Je dis : audace, car nos forces navales se montrent inventives pour répondre aux défis de « la mer agitée » que représente notre environnement international. Notre base industrielle et technologique de défense dispose elle aussi de compétences qui peuvent être exploitées dans le cadre du renouvellement et de la modernisation de nos forces navales. Les programmes lancés dans le cadre de la première année d'application de la loi de programmation militaire concrétisent aussi cette volonté d'audace. Ils doivent être conduits dans une optique d'incrémentation des innovations issues des expérimentations technologiques. Nous pouvons espérer par ailleurs que l'audace que nous mettons dans la promotion d'une dynamique de coopération européenne dans le secteur de la défense permettra de bâtir une véritable Europe de la défense, à la fois autonome et complémentaire vis-à-vis de l'OTAN.

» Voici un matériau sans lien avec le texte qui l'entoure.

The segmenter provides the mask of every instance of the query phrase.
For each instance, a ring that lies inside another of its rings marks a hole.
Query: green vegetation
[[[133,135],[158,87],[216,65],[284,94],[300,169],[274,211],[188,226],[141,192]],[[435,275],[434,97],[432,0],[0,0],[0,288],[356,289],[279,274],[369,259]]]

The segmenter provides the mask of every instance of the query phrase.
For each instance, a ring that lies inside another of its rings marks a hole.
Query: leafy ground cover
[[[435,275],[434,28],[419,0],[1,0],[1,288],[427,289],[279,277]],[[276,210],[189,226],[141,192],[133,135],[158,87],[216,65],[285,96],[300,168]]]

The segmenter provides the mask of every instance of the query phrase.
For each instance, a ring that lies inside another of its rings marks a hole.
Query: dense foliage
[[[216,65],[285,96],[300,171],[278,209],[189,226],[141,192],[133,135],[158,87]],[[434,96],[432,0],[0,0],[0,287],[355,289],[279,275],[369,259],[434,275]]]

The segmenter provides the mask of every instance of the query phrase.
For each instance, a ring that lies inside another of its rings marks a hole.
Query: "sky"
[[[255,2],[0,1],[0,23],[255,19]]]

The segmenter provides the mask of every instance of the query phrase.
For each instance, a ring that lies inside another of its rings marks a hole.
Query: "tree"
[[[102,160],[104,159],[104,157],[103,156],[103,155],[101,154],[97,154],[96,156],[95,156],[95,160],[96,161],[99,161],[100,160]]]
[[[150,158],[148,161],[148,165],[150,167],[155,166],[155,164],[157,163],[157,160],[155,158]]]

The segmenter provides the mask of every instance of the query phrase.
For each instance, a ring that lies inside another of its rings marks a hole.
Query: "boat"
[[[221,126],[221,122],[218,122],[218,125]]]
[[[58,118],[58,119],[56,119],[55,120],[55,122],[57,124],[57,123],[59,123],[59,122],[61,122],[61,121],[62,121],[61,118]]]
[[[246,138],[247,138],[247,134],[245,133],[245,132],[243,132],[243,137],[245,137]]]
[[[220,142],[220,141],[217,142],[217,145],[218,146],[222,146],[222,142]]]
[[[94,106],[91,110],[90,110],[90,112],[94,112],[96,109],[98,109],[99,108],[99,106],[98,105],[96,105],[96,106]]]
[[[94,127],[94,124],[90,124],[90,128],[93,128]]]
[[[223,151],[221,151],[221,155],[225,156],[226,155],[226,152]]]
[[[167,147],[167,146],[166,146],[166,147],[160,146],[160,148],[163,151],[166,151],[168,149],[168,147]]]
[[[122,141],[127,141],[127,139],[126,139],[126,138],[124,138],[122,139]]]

Je dis aussi : vigilance, car l'état de nos forces navales actuelles est le fruit d'années de sous-investissements dus aux précédentes lois de programmation militaire. Des ruptures temporaires de capacités, des ressources humaines sous tension permanente, des infrastructures négligées, voilà qui n'est plus acceptable compte tenu des enjeux opérationnels d'une marine présente sur toutes les mers et tous les océans. Dans notre zone économique exclusive, notre souveraineté même en dépend.
Les crédits du projet de loi de finances 2019 permettront de répondre à cette exigence, si le budget est exécuté avec la plus grande rigueur. Il faudra pour cela rester guidé par une vision d'avenir, dans le domaine militaire bien sûr, mais aussi en matière industrielle. Ce n'est qu'avec une telle vision que la crédibilité politique et les capacités opérationnelles de la France deviendront incontestées et incontournables.
J'ai en mémoire une phrase de Sénèque : « Lorsqu'on ne sait pas vers quel port on navigue, aucun vent n'est le bon ». La France sait dans quelle direction elle navigue. J'émets donc un avis favorable à ce budget 2019 pour ce qui concerne la marine nationale.